Washington: Seeing a new glimmer of hope in its effort to broker Afghan peace talks, the Obama administration is launching a fresh round of shuttle diplomacy with an immediate goal of sealing agreement for Taliban insurgents to open a political office in the Gulf state of Qatar.
Marc Grossman, President Barack Obama's special representative for Afghanistan and Pakistan, begins a diplomatic blitz this weekend that includes talks with Afghan President Hamid Karzai in Kabul and top officials in Turkey, Saudi Arabia and the United Arab Emirates.
In Kabul, Grossman will seek approval from Karzai - whose support has wavered for a US effort he fears will sideline his government - to move ahead with a series of good-faith measures seen as an essential precursor to negotiations that could give the Taliban a shared role in governing Afghanistan.
The goal is to move the talks beyond the current, mostly logistical discussions of mutual "confidence-building measures" between parties fighting on the battlefield.
"We are trying to get from conversations about confidence-building measures to negotiations between Afghans and the Taliban," said a senior administration official who spoke on condition of anonymity.
The diplomatic initiative, which includes a possible transfer of Taliban prisoners from Guantanamo prison, has emerged as an increasingly important track of Obama's Afghan strategy.
Almost a year of behind-the-scenes efforts by US negotiators appear to be bearing initial fruit as the Taliban comes close to taking steps toward what US officials hope might become authentic talks on Afghanistan's political future.
Karzai's support would allow the administration to lock in a sequence of confidence-building measures that include the opening of the Taliban office, the transfer of senior Taliban prisoners from Guantanamo to detention in Qatar, and a Taliban statement distancing itself from terrorism and expressing willingness to take part in a political process.
The role of the sometimes mercurial Karzai is crucial because he has expressed doubts about how Washington has handled the negotiations and, senior US officials said, asked last December for a "pause" in the process.

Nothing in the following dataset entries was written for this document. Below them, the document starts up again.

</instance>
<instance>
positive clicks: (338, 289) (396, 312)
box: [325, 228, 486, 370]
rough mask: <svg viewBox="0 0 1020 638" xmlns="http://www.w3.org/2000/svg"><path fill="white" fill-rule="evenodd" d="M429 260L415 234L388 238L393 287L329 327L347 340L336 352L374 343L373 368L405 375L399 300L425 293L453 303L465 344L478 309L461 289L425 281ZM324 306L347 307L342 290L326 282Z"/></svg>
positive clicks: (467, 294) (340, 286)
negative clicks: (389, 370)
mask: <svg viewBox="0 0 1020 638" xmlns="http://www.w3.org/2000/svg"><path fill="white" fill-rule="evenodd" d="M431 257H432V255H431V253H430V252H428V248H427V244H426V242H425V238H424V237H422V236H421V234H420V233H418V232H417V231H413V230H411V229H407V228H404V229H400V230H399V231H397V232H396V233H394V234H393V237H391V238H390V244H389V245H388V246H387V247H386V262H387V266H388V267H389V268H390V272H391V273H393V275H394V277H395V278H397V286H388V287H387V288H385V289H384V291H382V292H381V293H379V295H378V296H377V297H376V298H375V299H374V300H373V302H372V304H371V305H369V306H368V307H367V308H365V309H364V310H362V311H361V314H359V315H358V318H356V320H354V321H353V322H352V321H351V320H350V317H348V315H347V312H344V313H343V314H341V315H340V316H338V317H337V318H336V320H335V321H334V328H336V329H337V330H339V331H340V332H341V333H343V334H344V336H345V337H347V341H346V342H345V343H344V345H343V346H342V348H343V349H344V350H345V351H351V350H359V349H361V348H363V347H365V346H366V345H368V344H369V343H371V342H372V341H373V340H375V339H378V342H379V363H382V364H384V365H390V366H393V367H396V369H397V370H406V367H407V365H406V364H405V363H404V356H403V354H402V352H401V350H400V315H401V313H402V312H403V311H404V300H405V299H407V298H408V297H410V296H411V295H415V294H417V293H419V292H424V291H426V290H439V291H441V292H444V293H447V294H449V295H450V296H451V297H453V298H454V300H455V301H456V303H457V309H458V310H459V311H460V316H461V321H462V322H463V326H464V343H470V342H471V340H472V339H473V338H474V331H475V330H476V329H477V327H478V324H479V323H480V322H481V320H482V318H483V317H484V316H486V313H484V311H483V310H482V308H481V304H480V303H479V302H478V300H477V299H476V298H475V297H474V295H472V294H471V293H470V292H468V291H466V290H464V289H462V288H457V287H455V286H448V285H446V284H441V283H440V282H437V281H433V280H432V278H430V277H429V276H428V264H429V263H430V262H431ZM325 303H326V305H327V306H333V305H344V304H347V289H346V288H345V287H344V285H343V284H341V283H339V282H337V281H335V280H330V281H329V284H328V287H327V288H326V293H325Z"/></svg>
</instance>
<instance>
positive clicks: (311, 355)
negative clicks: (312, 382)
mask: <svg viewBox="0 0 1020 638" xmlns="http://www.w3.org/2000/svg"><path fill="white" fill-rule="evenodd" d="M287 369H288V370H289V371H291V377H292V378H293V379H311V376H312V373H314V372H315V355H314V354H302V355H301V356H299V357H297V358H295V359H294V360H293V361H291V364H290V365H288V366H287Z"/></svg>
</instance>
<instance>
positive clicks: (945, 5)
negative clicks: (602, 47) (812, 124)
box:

A breakthrough would mark a milestone for the Obama administration, struggling to secure a modicum of stability in Afghanistan as it presses ahead with its gradual extrication from a long and costly war.
But US officials acknowledge that after months of tentative outreach, it remains unclear whether the Taliban is willing to enter full-fledged political negotiations with an Afghan government it sees as weak and illegitimate.
"There's another option: that they're not serious," a second senior administration official said. "We're eyes wide open about this."
While most foreign combat troops are slated to be gone from Afghanistan by 2015, the Taliban and its allies remain potent adversaries more than a decade after the Taliban government was ousted. Over 400 US soldiers were killed in Afghanistan in 2011, the second highest yearly total since the war began in 2001.
US officials said they believed the militant group, whose leaders are based over the porous border with Pakistan, were now more likely to strike a deal after a US troop increase that Washington credits with markedly weakening the Taliban's military power.